Burkina : Fatoumata et Gilbert Diendéré ou la fugitive et le paria
Même après la chute de Compaoré, leur mentor, ils continuaient à faire la pluie et le beau temps au Burkina. Mais, depuis le putsch manqué, « la colombe » s’est envolée et le général est aux arrêts.
Ils étaient au faîte de leur puissance, mais ne le savaient pas encore. Elle, Fatoumata Diendéré, née Diallo, toute de blanc vêtue. Lui, Gilbert Diendéré, costume gris, chemise blanche, cravate bleue – et non pas son habituel treillis. Le 9 août 2014, vingt-quatre ans après leur mariage civil, « la colombe et le soldat », ainsi que les a qualifiés le prêtre lors de la cérémonie, se sont unis devant Dieu et quelques intouchables de l’époque, dont François Compaoré, le frère et très influent conseiller de « Blaise ». La députée et le général aux multiples casquettes (chef d’état-major particulier du président, patron des services de renseignements et, à l’occasion, libérateur d’otages occidentaux) formaient alors le duo le plus en vue du pays après le couple présidentiel.
Un couple dans la tourmente
Aujourd’hui, ils sont entre le purgatoire et l’enfer. Elle, en exil au Togo, sous la menace d’un mandat d’arrêt international et du gel de ses avoirs. Après s’être cachée plusieurs jours à Ouagadougou, elle est arrivée à Lomé autour du 12 octobre. Lui, dans une chambre certes confortable (avec réfrigérateur et climatiseur) située au camp Paspanga, mais qui reste une prison de laquelle il ne peut sortir que pour se dégourdir les jambes ou se rendre dans le bureau d’un juge militaire.

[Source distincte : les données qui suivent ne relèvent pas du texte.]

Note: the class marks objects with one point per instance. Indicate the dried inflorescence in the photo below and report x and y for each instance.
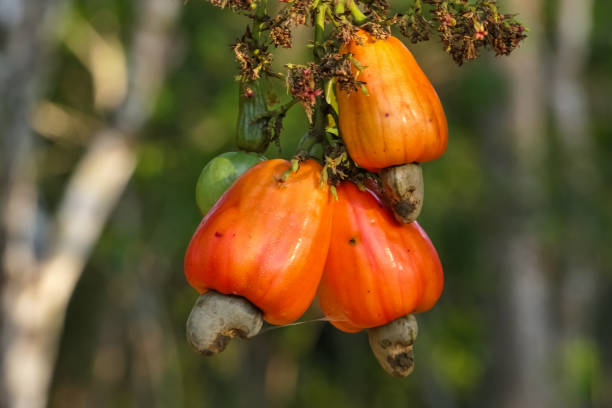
(464, 30)
(302, 84)
(295, 14)
(339, 66)
(254, 58)
(235, 5)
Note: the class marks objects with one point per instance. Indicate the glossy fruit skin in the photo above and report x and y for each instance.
(401, 120)
(377, 269)
(266, 240)
(252, 102)
(219, 174)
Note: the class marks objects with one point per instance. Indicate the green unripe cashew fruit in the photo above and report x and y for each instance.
(251, 134)
(219, 174)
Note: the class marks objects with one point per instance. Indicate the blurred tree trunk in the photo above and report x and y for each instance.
(522, 372)
(35, 289)
(580, 184)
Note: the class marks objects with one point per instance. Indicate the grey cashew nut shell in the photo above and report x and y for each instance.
(217, 318)
(404, 190)
(393, 345)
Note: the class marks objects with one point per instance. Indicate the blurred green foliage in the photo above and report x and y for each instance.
(123, 343)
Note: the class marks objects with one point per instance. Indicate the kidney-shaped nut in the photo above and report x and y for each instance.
(216, 318)
(403, 190)
(393, 345)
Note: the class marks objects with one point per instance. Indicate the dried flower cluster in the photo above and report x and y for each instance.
(463, 27)
(253, 58)
(302, 84)
(296, 13)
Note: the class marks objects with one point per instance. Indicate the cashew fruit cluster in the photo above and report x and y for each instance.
(278, 236)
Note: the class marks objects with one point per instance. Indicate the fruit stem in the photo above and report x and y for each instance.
(317, 132)
(260, 12)
(358, 16)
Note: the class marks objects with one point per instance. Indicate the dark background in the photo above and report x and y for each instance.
(111, 108)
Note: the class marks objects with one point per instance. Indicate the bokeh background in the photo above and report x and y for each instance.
(108, 111)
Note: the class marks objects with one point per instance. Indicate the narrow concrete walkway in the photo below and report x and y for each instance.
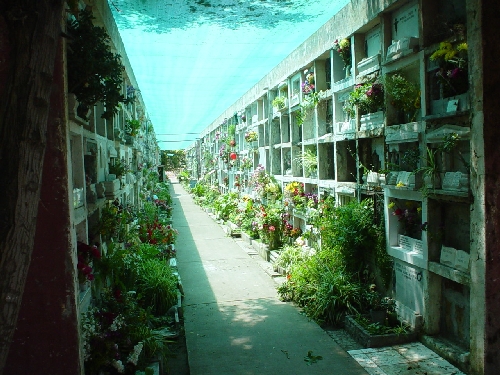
(234, 321)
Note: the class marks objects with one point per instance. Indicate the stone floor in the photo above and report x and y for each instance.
(408, 359)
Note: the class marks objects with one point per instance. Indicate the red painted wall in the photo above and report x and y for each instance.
(46, 338)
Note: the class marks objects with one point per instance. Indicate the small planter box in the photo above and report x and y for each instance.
(246, 238)
(112, 188)
(262, 249)
(364, 338)
(372, 121)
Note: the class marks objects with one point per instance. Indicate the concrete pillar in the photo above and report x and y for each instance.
(46, 340)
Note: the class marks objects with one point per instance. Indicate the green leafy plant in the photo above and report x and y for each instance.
(279, 102)
(309, 160)
(431, 169)
(403, 94)
(157, 285)
(94, 72)
(452, 73)
(118, 168)
(368, 97)
(132, 127)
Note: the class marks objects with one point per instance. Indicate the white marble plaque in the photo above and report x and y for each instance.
(373, 41)
(409, 286)
(462, 261)
(448, 255)
(406, 242)
(417, 246)
(392, 178)
(406, 178)
(405, 22)
(452, 105)
(451, 181)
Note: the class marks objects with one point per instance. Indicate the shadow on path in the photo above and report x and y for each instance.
(234, 322)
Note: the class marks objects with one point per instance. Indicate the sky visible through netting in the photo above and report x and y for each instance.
(193, 59)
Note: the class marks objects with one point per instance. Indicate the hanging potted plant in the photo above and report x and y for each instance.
(343, 48)
(94, 72)
(430, 172)
(404, 96)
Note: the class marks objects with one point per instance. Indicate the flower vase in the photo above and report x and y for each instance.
(347, 71)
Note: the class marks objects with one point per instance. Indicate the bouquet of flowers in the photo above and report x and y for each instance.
(251, 136)
(343, 48)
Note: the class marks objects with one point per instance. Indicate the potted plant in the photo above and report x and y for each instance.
(279, 102)
(403, 95)
(252, 137)
(367, 97)
(343, 48)
(430, 171)
(132, 127)
(309, 160)
(378, 305)
(452, 72)
(94, 71)
(118, 168)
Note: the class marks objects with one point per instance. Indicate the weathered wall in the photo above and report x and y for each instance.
(485, 72)
(352, 17)
(46, 340)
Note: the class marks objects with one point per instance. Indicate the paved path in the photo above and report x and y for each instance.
(234, 321)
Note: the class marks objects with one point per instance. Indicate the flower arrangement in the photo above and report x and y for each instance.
(289, 231)
(251, 136)
(409, 217)
(452, 71)
(237, 182)
(132, 127)
(157, 232)
(368, 97)
(295, 195)
(86, 255)
(259, 180)
(279, 102)
(246, 163)
(404, 95)
(343, 48)
(116, 335)
(269, 221)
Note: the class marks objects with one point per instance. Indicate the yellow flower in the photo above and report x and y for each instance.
(344, 43)
(450, 55)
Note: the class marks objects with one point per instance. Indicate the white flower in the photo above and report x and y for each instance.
(117, 323)
(118, 365)
(134, 355)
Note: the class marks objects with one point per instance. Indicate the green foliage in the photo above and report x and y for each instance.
(226, 204)
(118, 168)
(270, 224)
(291, 255)
(330, 283)
(310, 358)
(156, 284)
(94, 72)
(309, 160)
(278, 102)
(403, 94)
(392, 326)
(132, 127)
(367, 96)
(350, 234)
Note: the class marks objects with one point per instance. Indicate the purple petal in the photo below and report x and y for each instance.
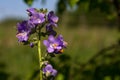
(54, 72)
(50, 50)
(51, 38)
(31, 11)
(46, 43)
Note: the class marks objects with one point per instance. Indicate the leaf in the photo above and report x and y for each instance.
(72, 3)
(29, 2)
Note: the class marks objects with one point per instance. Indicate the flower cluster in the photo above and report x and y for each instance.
(40, 24)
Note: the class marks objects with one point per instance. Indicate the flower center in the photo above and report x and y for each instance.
(54, 45)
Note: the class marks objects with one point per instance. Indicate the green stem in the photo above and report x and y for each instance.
(39, 52)
(40, 59)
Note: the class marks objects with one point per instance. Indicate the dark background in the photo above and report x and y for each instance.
(91, 28)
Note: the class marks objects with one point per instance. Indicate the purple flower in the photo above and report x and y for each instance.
(49, 30)
(55, 45)
(49, 71)
(22, 37)
(31, 44)
(23, 27)
(31, 11)
(52, 18)
(24, 30)
(37, 18)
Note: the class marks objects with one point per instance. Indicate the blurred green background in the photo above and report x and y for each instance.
(91, 28)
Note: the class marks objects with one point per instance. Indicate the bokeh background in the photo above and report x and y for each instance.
(91, 28)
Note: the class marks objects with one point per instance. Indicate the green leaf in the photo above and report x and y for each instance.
(29, 2)
(72, 3)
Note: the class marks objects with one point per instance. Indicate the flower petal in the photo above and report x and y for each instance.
(46, 43)
(50, 50)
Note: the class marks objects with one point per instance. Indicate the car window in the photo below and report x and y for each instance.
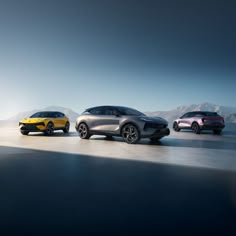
(97, 111)
(211, 114)
(129, 111)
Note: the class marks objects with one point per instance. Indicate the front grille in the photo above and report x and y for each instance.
(31, 126)
(154, 126)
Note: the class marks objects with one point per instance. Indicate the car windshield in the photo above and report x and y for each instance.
(129, 111)
(43, 115)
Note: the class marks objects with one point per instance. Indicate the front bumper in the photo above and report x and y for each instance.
(161, 133)
(36, 127)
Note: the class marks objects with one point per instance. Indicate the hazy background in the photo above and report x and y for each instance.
(151, 55)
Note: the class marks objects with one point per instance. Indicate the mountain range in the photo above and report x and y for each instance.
(229, 113)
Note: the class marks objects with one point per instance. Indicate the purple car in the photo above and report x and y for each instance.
(200, 120)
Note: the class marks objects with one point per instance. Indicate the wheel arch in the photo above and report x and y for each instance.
(129, 122)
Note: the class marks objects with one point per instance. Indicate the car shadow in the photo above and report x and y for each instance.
(55, 134)
(51, 193)
(177, 142)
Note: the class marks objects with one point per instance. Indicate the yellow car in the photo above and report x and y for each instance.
(45, 121)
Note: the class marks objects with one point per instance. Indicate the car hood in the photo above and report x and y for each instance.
(33, 120)
(154, 119)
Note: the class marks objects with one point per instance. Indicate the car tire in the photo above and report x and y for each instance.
(130, 134)
(83, 131)
(217, 131)
(176, 127)
(23, 132)
(156, 139)
(67, 128)
(196, 128)
(49, 129)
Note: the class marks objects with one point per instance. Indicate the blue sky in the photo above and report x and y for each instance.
(150, 55)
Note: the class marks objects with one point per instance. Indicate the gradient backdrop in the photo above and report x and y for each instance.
(151, 55)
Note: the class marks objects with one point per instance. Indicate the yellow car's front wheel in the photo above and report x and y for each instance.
(67, 128)
(49, 129)
(24, 132)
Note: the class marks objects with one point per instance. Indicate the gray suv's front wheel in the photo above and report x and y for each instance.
(83, 131)
(130, 134)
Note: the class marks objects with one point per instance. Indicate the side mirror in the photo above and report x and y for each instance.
(116, 113)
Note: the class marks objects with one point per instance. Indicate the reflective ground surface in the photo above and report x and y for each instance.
(62, 185)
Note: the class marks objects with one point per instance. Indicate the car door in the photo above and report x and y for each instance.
(60, 120)
(104, 119)
(185, 120)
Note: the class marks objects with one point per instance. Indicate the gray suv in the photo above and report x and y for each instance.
(120, 121)
(200, 120)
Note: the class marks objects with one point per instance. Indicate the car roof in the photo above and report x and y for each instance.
(109, 106)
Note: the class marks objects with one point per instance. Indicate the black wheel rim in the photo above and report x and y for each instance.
(130, 134)
(50, 129)
(195, 128)
(67, 127)
(175, 127)
(83, 131)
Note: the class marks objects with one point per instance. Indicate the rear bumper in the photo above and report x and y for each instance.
(212, 127)
(161, 133)
(157, 133)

S’il pensait que son honneur était sauf lorsqu’il s’est rendu aux autorités de la transition, le 1er octobre, deux semaines après avoir tenté de prendre le pouvoir dans des circonstances encore troubles, l’ex-bras droit de Blaise Compaoré se trompait. Le voilà visé par onze chefs d’inculpation : « attentat à la sûreté de l’État », « collusion avec des forces étrangères pour déstabiliser la sécurité intérieure », « meurtre » et même, ce qui laisse dubitatifs bien des observateurs, « crimes contre l’humanité ». Il sera aussi déchu de son titre de chevalier de la Légion d’honneur française. À la demande de François Hollande en personne.
Fatou, la volubile qui rêve de pouvoir, était aussi une figure de la révolution : cette jeune assistante de police faisait partie de l’encadrement des Colombes de la Révolution
Dure est la chute pour ce couple pétri d’ambitions, dont l’amour est né sous la révolution. Gilbert, le taiseux, était déjà au cœur du système. Fatou, la volubile qui rêve de pouvoir, était aussi une figure de la révolution : cette jeune assistante de police faisait partie de l’encadrement des Colombes de la Révolution et des Petits Chanteurs au poing levé, deux formations musicales chantant les louanges de l’œuvre sankariste.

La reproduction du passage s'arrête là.